Why doesn't the string split account for the separator appearing more than once?

So this code is working a bit unexpected to me:

fn main() {
    let s = "1-2-3---4";
    for ss in s.split('-') {
        println!("Split: {}", ss);
    }
}

Producing

Split: 1
Split: 2
Split: 3
Split: 
Split: 
Split: 4

I know this is exactly what is documented but isn't this something nobody really uses? For I do not see any use case for that kind of splitting behaviour:

If a string contains multiple contiguous separators, you will end up with empty strings in the output:

let x = "||||a||b|c".to_string();
let d: Vec<_> = x.split('|').collect();

assert_eq!(d, &["", "", "", "", "a", "", "b", "c"]);

Why would this ever be useful to somebody? Perhaps, we should skip all the separators in this case and so avoid producing empty strings?

For example to parse a CSV file. A CSV file may contain empty strings between commas.

5 Likes

Great example, thanks. But shouldn't there also be a possibility then to not always split like this and avoid empty strings? I think it would be nice.

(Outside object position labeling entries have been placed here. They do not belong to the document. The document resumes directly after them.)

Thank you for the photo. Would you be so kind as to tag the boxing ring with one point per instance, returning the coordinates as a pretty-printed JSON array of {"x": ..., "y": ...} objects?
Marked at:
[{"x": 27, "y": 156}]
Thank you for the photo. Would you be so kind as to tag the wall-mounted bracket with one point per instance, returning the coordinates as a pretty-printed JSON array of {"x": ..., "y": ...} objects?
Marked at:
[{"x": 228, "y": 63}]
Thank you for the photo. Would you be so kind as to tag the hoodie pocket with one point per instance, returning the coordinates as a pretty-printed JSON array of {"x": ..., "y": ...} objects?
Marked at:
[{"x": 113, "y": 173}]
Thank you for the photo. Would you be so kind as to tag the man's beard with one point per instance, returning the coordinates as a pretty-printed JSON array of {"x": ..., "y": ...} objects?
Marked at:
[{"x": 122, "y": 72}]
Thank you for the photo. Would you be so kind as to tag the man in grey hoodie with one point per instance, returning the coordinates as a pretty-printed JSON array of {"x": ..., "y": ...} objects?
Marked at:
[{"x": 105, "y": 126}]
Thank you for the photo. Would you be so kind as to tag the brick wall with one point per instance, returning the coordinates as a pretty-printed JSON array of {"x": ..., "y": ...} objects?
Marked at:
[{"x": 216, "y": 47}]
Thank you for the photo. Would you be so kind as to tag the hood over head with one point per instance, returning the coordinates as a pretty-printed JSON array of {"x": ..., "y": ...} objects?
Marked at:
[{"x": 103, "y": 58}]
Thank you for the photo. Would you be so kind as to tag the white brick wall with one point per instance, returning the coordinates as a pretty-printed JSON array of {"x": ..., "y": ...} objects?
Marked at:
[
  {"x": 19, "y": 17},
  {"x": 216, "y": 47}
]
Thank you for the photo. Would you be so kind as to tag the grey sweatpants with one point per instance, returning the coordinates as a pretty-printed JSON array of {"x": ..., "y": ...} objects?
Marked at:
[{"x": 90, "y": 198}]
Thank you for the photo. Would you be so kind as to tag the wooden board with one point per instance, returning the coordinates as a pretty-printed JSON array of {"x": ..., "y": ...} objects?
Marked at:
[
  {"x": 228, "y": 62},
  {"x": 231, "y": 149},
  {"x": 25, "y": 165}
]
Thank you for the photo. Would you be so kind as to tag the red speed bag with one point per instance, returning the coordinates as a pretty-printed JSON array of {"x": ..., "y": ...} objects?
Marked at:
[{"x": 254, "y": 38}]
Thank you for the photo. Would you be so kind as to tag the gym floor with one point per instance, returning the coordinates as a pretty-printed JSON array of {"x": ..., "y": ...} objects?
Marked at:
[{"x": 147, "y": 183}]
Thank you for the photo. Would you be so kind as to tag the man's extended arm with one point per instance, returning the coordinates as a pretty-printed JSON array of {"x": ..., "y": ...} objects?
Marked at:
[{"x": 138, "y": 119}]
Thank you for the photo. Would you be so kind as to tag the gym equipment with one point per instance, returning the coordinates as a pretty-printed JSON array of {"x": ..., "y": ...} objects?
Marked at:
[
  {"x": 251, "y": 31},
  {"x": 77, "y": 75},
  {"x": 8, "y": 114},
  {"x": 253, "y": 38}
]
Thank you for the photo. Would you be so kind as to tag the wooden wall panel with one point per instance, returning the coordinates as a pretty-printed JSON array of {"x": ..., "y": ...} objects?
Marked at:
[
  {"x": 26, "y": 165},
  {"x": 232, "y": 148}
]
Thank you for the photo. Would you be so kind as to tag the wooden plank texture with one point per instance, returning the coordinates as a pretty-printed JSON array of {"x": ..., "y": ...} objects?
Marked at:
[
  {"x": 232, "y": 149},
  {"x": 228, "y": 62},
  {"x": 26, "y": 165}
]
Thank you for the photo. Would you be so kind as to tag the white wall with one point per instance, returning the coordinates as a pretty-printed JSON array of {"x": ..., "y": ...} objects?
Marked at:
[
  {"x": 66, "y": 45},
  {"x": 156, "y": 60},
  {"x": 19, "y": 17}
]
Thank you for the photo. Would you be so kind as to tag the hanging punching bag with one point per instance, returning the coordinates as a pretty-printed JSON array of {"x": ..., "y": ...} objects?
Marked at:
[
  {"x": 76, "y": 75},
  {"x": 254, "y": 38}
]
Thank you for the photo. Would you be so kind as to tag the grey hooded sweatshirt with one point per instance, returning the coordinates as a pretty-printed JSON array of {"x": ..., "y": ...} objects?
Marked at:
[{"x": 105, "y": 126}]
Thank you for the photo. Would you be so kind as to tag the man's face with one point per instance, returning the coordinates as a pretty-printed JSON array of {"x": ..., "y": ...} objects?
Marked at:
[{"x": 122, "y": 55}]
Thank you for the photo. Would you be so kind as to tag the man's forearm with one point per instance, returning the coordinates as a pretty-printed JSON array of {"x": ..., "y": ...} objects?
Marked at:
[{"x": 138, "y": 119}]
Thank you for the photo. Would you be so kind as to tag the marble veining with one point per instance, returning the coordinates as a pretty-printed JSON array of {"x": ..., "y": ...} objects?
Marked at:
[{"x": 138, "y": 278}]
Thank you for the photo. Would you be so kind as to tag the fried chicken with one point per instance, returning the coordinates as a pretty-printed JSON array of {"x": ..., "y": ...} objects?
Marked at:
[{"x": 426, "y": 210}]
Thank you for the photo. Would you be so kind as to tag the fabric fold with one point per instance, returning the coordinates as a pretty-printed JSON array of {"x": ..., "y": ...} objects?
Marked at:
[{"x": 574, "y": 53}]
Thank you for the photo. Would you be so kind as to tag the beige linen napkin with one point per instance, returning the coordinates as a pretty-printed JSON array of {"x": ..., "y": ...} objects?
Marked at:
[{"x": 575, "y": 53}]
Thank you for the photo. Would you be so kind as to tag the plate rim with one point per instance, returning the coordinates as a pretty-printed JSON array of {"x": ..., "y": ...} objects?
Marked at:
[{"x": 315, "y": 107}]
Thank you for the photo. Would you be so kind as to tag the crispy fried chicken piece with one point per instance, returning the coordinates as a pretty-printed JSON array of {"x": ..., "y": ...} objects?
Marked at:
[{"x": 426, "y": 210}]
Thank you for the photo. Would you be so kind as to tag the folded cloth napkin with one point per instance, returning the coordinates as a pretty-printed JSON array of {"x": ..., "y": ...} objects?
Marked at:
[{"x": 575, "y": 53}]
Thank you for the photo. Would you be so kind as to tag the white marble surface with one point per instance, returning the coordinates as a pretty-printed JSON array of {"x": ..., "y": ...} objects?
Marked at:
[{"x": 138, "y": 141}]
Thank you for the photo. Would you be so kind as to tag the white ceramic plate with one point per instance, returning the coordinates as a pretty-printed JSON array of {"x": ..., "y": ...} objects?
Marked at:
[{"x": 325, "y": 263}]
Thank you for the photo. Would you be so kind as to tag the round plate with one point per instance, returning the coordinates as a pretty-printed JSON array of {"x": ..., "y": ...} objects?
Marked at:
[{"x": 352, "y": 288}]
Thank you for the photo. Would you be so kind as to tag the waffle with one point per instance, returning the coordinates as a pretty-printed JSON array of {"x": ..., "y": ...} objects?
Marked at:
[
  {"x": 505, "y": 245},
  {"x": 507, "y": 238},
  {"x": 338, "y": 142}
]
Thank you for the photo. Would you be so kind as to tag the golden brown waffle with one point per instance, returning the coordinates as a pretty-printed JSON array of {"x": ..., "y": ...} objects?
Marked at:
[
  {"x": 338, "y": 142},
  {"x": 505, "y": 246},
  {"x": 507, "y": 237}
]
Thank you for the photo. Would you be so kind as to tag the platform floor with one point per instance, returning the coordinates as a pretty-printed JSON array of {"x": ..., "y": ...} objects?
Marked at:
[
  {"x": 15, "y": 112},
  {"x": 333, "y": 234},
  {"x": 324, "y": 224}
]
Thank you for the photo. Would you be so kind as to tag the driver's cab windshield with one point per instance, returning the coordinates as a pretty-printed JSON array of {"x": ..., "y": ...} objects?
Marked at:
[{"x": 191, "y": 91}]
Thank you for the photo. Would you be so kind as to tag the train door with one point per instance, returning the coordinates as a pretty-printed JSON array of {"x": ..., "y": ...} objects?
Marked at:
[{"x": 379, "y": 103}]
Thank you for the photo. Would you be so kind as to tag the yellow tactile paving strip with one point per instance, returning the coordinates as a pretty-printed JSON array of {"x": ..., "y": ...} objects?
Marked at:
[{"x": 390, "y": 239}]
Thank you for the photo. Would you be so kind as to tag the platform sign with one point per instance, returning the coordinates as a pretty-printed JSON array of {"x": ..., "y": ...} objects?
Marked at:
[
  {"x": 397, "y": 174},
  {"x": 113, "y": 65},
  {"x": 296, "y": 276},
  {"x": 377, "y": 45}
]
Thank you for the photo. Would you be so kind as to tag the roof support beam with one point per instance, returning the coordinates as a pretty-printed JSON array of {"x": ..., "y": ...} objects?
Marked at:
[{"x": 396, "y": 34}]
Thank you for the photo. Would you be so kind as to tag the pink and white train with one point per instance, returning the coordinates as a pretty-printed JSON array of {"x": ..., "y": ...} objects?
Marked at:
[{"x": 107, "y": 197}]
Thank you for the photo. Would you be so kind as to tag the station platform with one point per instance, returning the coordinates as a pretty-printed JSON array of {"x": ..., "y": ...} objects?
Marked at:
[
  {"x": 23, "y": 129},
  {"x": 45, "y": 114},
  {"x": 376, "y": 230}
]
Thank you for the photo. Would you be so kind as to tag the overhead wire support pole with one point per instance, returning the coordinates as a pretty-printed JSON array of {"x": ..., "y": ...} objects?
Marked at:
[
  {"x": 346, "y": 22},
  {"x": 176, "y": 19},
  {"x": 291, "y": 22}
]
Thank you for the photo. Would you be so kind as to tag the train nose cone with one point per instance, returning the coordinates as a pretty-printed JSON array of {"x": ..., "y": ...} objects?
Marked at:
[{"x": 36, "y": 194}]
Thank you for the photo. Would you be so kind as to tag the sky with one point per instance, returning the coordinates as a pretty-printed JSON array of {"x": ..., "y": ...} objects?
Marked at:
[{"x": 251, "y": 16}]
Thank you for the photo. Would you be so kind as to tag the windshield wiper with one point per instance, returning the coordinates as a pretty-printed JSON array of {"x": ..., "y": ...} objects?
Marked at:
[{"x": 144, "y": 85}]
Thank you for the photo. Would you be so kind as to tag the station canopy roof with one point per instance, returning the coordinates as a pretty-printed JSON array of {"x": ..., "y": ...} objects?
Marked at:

Just filter the iterator before collecting .split('|').filter(|s| !s.is_empty()). It's the same complexity.

1 Like

It's consistent. The library shouldn't try to second guess the user, that's a recipe for disaster.

Anyway, you can always filter out empty matches, so it's not a problem.

1 Like

Wouldn't it be a bit nicer to have a shortcut like split_X instead of doing that or whatever else that is more optimised, perhaps? There is a split_once that could have also been done on top of a split, but it is there still.

We can't put every combination of possible data processing operations in the library. That would be unmamageable. Rather, APIs should do exactly one thing well, and be compositional, so that you can mix and match them. Resundant special cases are only warranted for very frequent or non-trivial combinations, and filtering out empty strings is trivial.

I don't know, there's already a lot of split functions on str in the standard library...

The number of the "split" functions there says different. I know what you mean, and I also like the UNIX paradigm and KISS and etc, but just there are tons of others that could have also been just a little bit of code done on top of a split. Perhaps, except for the rsplit. Honestly, when I looked over them before asking this question here, I had already had a feeling that what I would be asking her would be already implemented under some name there, but it wasn't so.

The number of split functions is arguably a design smell and a sign that there exists a simpler, more orthogonal API underneath. It’s unfortunate we don’t have such an API, but at least we shouldn’t be adding ever more special-case functions.

7 Likes

The other option would be to use regex::split(); YMMV as to whether that is more or less efficient/convenient than filtering out empty strings (I honestly don't know)

1 Like